Cette découverte signifie qu’une part encore plus importante de l’ADN des animaux provient de virus que nous ne le pensions, déclare Eiichi Hondo de l’université de Nagoya au Japon. Elle suggère également que les pandémies virales peuvent modifier les caractéristiques des animaux en changeant leurs gènes, dit-elle. « Nous pensons que les futures pandémies de maladies virales pourraient modifier la morphologie ou les fonctions des mammifères très rapidement chez leurs descendants », dit Hondo.
Les chercheurs ont étudié le virus de l’encéphalomyocardite (EMCV), qui circule chez les rongeurs mais peut infecter un grand nombre d’animaux, y compris l’homme. Ils ont d’abord montré que l’EMCV peut s’intégrer dans le génome des cellules des testicules des souris se développant dans une boîte.
Ensuite, Hondo et ses collègues ont infecté des souris mâles avec l’EMCV, puis ont permis à celles qui ont survécu de s’accoupler. Ils ont trouvé des signes de séquences génétiques virales dans les lobes d’oreille de leur progéniture, mais pas dans ceux des pères. Ils procèdent actuellement au séquençage de l’ensemble du génome de cette progéniture afin de déterminer quelles séquences virales se sont intégrées et à quel endroit.
On pensait que la transmission de gènes viraux à la descendance dans le génome de cette manière ne se produisait que tous les quelques centaines de milliers d’années. Mais ce n’est pas la seule raison pour laquelle les découvertes de l’équipe sont surprenantes.
Le virus EMCV ne devrait pas s’intégrer facilement dans le génome du tout, déclare John Coffin de la faculté de médecine de l’université Tufts dans le Massachusetts. En effet, le génome animal est constitué d’ADN, et seules les séquences qui en sont également constituées peuvent y être ajoutées. Cependant, les génomes de nombreux virus sont constitués d’ARN.

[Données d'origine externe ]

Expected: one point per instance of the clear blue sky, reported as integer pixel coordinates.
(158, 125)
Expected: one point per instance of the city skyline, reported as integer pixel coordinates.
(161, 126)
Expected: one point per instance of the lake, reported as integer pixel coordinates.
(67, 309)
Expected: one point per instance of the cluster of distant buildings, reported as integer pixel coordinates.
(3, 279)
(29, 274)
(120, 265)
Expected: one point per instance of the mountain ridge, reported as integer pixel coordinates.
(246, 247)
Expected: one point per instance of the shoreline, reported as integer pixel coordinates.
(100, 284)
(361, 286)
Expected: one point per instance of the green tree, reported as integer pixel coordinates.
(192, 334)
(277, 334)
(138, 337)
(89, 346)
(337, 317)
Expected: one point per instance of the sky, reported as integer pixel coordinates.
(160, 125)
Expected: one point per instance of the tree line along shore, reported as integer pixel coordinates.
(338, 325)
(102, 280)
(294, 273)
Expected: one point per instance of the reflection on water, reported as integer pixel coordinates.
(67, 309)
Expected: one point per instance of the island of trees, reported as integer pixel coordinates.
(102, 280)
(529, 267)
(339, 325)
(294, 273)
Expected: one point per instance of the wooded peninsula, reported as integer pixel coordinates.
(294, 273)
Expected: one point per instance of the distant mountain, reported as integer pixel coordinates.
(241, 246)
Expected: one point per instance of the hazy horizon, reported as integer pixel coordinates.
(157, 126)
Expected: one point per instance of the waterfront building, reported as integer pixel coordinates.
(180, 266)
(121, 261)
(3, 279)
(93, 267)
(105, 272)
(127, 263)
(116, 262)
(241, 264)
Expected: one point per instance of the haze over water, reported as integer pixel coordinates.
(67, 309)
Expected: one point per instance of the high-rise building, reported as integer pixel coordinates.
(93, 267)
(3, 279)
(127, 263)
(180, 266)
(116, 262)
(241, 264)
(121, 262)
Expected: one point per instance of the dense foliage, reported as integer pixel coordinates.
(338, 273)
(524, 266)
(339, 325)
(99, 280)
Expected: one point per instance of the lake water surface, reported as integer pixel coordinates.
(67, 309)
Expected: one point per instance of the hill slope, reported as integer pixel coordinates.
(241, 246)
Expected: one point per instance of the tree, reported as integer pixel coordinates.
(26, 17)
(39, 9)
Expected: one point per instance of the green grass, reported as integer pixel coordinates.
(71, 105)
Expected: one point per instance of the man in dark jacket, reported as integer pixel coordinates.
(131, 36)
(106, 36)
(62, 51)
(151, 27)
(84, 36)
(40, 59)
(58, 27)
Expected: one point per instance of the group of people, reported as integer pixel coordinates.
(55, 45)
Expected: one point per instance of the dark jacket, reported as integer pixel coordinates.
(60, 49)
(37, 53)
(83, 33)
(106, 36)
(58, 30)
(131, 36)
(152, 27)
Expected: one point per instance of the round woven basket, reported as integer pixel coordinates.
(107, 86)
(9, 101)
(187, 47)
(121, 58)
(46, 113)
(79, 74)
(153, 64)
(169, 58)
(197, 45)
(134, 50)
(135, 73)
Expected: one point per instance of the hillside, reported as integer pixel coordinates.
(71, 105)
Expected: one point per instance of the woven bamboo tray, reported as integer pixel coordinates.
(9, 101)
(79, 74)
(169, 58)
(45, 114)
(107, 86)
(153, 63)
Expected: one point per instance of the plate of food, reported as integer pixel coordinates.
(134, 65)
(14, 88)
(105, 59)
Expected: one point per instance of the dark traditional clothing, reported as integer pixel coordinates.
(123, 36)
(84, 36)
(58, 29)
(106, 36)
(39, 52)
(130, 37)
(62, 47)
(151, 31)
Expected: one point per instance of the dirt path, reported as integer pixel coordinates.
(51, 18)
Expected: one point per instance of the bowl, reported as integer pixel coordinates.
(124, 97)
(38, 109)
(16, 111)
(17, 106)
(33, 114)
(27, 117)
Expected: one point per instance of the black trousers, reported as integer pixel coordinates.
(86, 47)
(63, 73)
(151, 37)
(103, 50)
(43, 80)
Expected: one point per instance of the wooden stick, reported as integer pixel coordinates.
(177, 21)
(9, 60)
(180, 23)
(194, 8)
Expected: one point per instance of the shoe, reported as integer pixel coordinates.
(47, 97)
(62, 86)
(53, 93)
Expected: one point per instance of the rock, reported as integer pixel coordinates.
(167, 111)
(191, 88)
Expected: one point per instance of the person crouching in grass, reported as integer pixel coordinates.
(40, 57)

Des enzymes qui transforment l’ARN en ADN

Un groupe, appelé rétrovirus, contourne ce problème en fabriquant des enzymes qui transforment leur ARN en ADN afin que le virus puisse ajouter ses gènes au génome d’une cellule qu’il infecte, afin de se cacher pendant des années. C’est la raison pour laquelle le VIH, qui est un rétrovirus, est si difficile à éliminer de l’organisme.
On pensait que les virus à ARN non rétroviraux, dont l’EMCV, ne pouvaient pas pénétrer dans le génome des animaux. Puis, en 2010, Coffin et d’autres chercheurs ont montré que les gènes d’un virus à ARN non rétroviral appelé bornavirus étaient présents chez certains mammifères, comme l’homme, les rongeurs et les éléphants.
Mais le bornavirus se réplique dans le noyau des cellules, explique M. Coffin, où il y a une chance que son ARN se transforme en ADN et s’épisse dans le génome d’un hôte. L’EMCV, en revanche, se réplique à l’extérieur du noyau, et ne devrait donc pas être s’intégrer.
Selon M. Hondo, les fragments d’ADN des mammifères ressemblent souvent à des séquences virales. Cela est souvent considéré comme une coïncidence si ces séquences se trouvent dans des virus dont on ne pensait pas qu’ils pouvaient envahir les génomes.

Vérifier si d’autres virus à ARN peuvent être transmis aux animaux de cette manière

Son équipe prévoit de voir quels autres virus à ARN non rétroviral – dont l’Ebola et le Zika – qui ont des séquences génétiques qui ont été ou pourraient être transmises aux animaux de cette manière.
Cette recherche a été prépubliée dans bioRxiv.